Laying Phryné upon the altar, her head resting against the age-worn communion rails, Dillon turned and closed the secret door dividing the house of God from the house of Satan. One glimpse, in the red furnace glow, he had of Dr. Kassimere, writhing upon the slimy floor, shrieking, blaspheming—and fighting, fighting madly, as a man fights for life and more than life....

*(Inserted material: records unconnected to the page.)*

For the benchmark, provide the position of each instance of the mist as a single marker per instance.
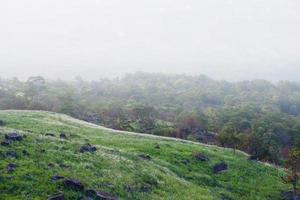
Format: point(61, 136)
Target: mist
point(224, 39)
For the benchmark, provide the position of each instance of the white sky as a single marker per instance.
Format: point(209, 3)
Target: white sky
point(225, 39)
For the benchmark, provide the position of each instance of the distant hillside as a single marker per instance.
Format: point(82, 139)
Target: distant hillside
point(265, 117)
point(42, 154)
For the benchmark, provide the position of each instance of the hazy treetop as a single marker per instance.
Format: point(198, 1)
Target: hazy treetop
point(225, 39)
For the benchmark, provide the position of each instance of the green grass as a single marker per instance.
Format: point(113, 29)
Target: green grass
point(116, 167)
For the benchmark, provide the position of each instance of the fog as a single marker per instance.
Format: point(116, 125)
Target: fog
point(224, 39)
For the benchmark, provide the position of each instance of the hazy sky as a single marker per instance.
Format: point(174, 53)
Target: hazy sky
point(225, 39)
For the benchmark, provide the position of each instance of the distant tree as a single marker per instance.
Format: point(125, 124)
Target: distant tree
point(229, 138)
point(35, 86)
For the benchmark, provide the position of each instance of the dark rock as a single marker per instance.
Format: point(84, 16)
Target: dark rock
point(220, 167)
point(87, 148)
point(50, 134)
point(253, 158)
point(5, 143)
point(200, 157)
point(63, 136)
point(186, 161)
point(11, 167)
point(57, 178)
point(74, 184)
point(2, 123)
point(287, 195)
point(51, 165)
point(144, 157)
point(62, 165)
point(25, 153)
point(98, 195)
point(57, 197)
point(12, 154)
point(13, 137)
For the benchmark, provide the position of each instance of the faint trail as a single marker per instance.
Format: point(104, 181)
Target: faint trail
point(67, 118)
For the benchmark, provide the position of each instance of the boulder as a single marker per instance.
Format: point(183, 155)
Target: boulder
point(253, 158)
point(186, 161)
point(13, 137)
point(87, 148)
point(25, 153)
point(50, 134)
point(57, 178)
point(144, 157)
point(287, 195)
point(218, 168)
point(57, 197)
point(5, 143)
point(200, 157)
point(74, 184)
point(11, 154)
point(11, 167)
point(98, 195)
point(63, 136)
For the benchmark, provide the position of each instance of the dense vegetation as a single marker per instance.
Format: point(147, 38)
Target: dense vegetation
point(255, 116)
point(123, 165)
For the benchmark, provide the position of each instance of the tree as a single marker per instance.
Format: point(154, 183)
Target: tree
point(293, 164)
point(229, 138)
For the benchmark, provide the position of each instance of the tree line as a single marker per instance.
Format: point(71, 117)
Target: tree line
point(258, 117)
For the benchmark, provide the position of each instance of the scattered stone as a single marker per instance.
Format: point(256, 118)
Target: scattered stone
point(5, 143)
point(200, 157)
point(220, 167)
point(99, 195)
point(11, 167)
point(51, 165)
point(74, 184)
point(287, 195)
point(186, 161)
point(11, 154)
point(60, 196)
point(25, 153)
point(253, 158)
point(144, 157)
point(87, 148)
point(63, 136)
point(57, 178)
point(13, 137)
point(62, 165)
point(50, 134)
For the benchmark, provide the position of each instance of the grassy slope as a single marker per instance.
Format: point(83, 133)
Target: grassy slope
point(116, 167)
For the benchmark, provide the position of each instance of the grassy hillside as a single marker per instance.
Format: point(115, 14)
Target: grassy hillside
point(125, 165)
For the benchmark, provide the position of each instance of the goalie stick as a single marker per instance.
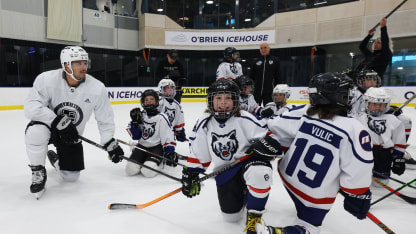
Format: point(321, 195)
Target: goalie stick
point(130, 160)
point(411, 200)
point(118, 206)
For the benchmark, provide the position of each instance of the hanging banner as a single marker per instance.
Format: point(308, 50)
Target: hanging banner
point(219, 38)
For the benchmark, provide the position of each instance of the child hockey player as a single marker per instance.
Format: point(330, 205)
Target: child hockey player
point(154, 133)
point(247, 101)
point(326, 152)
point(172, 108)
point(387, 134)
point(222, 136)
point(281, 93)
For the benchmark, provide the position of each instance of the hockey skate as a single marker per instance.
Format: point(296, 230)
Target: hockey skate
point(53, 159)
point(253, 218)
point(410, 162)
point(38, 180)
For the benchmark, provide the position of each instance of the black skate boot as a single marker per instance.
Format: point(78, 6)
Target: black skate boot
point(253, 217)
point(53, 159)
point(38, 180)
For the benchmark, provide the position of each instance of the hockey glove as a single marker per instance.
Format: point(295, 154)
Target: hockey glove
point(357, 205)
point(266, 112)
point(180, 135)
point(64, 131)
point(114, 151)
point(136, 116)
point(399, 166)
point(266, 148)
point(190, 184)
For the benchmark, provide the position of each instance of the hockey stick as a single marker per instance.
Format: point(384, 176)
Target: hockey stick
point(117, 206)
point(130, 160)
point(379, 223)
point(394, 179)
point(408, 199)
point(389, 14)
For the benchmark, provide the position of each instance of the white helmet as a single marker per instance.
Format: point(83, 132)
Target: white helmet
point(70, 54)
point(376, 95)
point(166, 83)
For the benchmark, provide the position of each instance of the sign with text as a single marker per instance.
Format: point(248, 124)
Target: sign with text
point(219, 38)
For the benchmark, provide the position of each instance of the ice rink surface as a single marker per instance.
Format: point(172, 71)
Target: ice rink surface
point(81, 207)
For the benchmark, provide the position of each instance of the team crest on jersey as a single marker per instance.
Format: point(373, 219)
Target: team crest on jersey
point(170, 113)
point(377, 126)
point(148, 130)
point(225, 146)
point(72, 110)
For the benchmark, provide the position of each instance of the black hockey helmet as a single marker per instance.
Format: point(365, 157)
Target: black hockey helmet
point(244, 81)
point(368, 75)
point(223, 86)
point(150, 109)
point(229, 53)
point(330, 88)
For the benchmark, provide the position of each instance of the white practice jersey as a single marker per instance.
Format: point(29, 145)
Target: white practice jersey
point(386, 131)
point(322, 156)
point(281, 110)
point(228, 70)
point(357, 103)
point(223, 143)
point(249, 104)
point(173, 111)
point(156, 130)
point(51, 96)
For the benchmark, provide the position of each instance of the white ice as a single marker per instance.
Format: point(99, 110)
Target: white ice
point(81, 207)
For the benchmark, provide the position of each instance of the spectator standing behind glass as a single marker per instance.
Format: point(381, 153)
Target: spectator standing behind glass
point(380, 56)
point(171, 68)
point(266, 74)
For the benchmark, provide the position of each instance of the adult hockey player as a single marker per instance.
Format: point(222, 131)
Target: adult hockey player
point(387, 133)
point(247, 101)
point(327, 153)
point(153, 132)
point(59, 105)
point(230, 68)
point(265, 72)
point(279, 105)
point(172, 108)
point(223, 135)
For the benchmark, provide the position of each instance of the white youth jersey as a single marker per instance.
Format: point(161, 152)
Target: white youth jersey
point(322, 156)
point(156, 130)
point(386, 131)
point(249, 104)
point(223, 143)
point(51, 96)
point(173, 111)
point(228, 70)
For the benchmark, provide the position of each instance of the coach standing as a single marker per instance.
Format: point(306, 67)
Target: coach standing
point(266, 74)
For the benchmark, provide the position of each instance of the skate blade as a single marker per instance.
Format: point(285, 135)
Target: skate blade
point(39, 194)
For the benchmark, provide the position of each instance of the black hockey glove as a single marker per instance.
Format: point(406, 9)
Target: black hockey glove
point(266, 148)
point(180, 135)
point(136, 116)
point(190, 184)
point(172, 159)
point(266, 112)
point(399, 166)
point(63, 131)
point(114, 151)
point(357, 205)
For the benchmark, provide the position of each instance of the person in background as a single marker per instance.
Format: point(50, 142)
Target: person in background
point(265, 72)
point(58, 106)
point(171, 68)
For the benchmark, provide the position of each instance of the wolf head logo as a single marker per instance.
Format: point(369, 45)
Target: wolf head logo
point(148, 130)
point(170, 113)
point(225, 146)
point(377, 126)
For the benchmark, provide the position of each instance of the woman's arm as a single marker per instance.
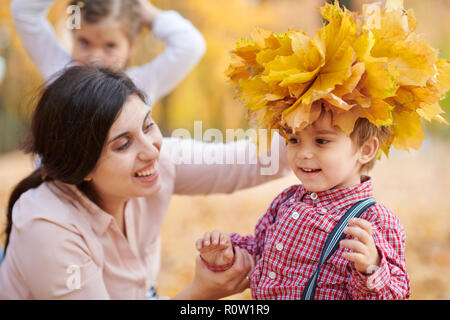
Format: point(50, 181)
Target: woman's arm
point(56, 263)
point(38, 36)
point(185, 46)
point(206, 168)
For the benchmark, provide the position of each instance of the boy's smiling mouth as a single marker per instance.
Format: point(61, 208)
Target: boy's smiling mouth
point(309, 170)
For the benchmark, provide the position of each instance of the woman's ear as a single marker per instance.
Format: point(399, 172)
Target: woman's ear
point(368, 150)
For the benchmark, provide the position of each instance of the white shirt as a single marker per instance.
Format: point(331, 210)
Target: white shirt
point(185, 47)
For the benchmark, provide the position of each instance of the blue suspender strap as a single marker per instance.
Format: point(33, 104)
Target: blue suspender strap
point(332, 243)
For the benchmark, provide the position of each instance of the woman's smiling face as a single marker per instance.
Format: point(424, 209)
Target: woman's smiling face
point(128, 165)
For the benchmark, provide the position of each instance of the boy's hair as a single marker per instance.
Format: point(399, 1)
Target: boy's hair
point(127, 11)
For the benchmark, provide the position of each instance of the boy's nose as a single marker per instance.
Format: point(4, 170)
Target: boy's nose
point(304, 153)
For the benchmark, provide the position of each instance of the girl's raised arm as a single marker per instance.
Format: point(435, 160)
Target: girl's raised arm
point(185, 47)
point(38, 36)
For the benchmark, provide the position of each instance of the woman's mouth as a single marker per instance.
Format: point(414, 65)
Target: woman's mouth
point(310, 171)
point(147, 174)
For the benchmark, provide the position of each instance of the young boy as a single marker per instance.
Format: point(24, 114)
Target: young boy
point(288, 240)
point(360, 85)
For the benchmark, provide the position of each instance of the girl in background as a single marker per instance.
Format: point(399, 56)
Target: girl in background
point(107, 37)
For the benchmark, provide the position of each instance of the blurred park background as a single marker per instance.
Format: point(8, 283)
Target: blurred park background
point(415, 185)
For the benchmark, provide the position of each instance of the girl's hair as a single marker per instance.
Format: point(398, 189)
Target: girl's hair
point(69, 128)
point(127, 11)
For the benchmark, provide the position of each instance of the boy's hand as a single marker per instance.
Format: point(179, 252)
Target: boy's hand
point(364, 252)
point(149, 12)
point(216, 248)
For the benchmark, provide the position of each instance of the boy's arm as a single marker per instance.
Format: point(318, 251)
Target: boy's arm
point(185, 47)
point(255, 244)
point(390, 281)
point(38, 36)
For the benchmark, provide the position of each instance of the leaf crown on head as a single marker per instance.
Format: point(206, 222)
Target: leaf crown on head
point(358, 65)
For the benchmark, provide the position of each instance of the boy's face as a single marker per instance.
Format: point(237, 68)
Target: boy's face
point(103, 43)
point(323, 157)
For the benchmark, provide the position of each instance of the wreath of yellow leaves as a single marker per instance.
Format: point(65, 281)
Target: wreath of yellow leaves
point(370, 65)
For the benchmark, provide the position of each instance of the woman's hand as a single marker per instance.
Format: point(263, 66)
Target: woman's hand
point(149, 12)
point(215, 285)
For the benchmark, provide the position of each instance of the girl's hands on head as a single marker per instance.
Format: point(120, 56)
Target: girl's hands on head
point(149, 12)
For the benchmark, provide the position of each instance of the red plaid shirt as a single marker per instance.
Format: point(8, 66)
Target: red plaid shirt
point(289, 238)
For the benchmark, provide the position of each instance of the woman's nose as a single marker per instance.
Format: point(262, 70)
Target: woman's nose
point(150, 148)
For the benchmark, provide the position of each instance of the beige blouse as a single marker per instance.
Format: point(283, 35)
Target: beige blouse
point(63, 246)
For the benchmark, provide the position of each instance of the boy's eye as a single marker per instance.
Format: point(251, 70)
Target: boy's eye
point(322, 141)
point(148, 126)
point(84, 42)
point(111, 45)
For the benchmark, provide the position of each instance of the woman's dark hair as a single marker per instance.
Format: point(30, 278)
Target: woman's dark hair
point(69, 128)
point(127, 11)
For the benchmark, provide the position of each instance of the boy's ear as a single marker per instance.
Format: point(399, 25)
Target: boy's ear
point(368, 150)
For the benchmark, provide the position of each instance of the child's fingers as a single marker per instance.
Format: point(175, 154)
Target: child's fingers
point(199, 244)
point(354, 245)
point(359, 233)
point(363, 224)
point(224, 238)
point(215, 237)
point(207, 239)
point(228, 253)
point(354, 257)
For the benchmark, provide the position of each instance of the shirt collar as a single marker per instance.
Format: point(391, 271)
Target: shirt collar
point(98, 219)
point(335, 199)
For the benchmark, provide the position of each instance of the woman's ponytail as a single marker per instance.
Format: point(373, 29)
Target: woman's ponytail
point(34, 180)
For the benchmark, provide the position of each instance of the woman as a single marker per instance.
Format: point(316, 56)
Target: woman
point(86, 224)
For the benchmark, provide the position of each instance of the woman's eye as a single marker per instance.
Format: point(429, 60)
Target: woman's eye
point(322, 141)
point(111, 46)
point(124, 146)
point(148, 126)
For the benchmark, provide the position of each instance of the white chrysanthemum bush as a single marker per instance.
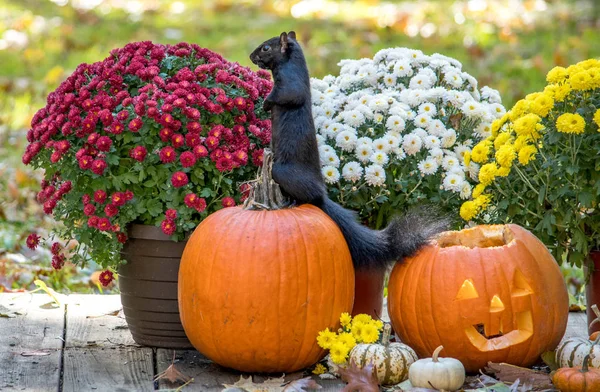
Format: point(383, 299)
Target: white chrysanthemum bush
point(394, 131)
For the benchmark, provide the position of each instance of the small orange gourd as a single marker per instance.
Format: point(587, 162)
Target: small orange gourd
point(256, 286)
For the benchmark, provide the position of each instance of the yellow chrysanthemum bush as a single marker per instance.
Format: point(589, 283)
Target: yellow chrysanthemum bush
point(540, 168)
point(354, 330)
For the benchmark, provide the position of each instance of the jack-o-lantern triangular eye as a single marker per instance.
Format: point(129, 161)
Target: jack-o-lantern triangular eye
point(467, 291)
point(520, 285)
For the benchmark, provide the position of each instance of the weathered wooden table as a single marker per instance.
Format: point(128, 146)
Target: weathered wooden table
point(84, 345)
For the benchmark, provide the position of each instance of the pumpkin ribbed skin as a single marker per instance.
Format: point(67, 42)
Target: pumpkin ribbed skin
point(489, 293)
point(391, 362)
point(256, 287)
point(571, 353)
point(575, 380)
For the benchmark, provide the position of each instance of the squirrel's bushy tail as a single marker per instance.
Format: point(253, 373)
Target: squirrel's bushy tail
point(378, 249)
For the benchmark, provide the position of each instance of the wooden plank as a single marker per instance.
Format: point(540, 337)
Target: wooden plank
point(25, 340)
point(208, 376)
point(96, 320)
point(108, 369)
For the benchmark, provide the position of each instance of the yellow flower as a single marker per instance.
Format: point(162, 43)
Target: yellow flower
point(505, 155)
point(527, 154)
point(526, 125)
point(369, 333)
point(556, 75)
point(362, 318)
point(581, 81)
point(487, 173)
point(478, 190)
point(597, 119)
point(348, 339)
point(481, 151)
point(542, 105)
point(570, 123)
point(501, 139)
point(468, 210)
point(319, 369)
point(326, 338)
point(345, 319)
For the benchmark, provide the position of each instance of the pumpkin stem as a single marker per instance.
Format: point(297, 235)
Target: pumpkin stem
point(436, 353)
point(265, 193)
point(387, 330)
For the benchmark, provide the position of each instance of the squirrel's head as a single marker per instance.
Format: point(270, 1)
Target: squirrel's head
point(274, 51)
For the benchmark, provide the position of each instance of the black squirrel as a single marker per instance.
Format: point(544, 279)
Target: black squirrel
point(297, 169)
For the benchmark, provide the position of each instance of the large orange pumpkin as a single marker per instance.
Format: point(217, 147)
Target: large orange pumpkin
point(489, 293)
point(256, 287)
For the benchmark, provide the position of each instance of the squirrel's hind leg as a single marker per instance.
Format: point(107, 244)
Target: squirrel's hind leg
point(303, 186)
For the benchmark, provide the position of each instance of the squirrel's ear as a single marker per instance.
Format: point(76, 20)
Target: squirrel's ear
point(283, 41)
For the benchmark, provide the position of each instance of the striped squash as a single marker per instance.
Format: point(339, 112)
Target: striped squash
point(390, 360)
point(571, 352)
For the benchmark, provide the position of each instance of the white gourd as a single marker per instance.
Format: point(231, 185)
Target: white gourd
point(390, 360)
point(446, 374)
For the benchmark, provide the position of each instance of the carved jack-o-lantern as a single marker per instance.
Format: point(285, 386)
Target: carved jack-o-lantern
point(489, 293)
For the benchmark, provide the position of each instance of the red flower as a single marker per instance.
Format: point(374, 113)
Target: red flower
point(100, 196)
point(167, 154)
point(89, 209)
point(32, 241)
point(138, 153)
point(171, 214)
point(104, 143)
point(98, 166)
point(106, 277)
point(228, 202)
point(136, 124)
point(118, 198)
point(122, 237)
point(168, 226)
point(58, 261)
point(200, 151)
point(55, 249)
point(179, 179)
point(188, 159)
point(111, 210)
point(103, 224)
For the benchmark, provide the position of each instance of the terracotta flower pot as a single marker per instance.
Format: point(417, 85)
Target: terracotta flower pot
point(592, 287)
point(368, 294)
point(148, 284)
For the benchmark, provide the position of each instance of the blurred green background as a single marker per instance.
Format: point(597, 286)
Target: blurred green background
point(506, 44)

He had not yet carried the unconscious girl beyond the dining-room, when, above that other smell, he detected the odour of burning wood. A fire had broken out in the laboratory.

*****

Mrs. Jack Dillon mourns her guardian (no trace of whom was ever found in the charred remains of Hollow Grange) to this day; for she retains no memory of the night of the great fire, but believes that, overcome by the fumes, she was rescued and carried insensible from the house, by her lover. In the latter’s bosom the grim secret is locked, with the memory of a demoniac figure, fighting, fighting....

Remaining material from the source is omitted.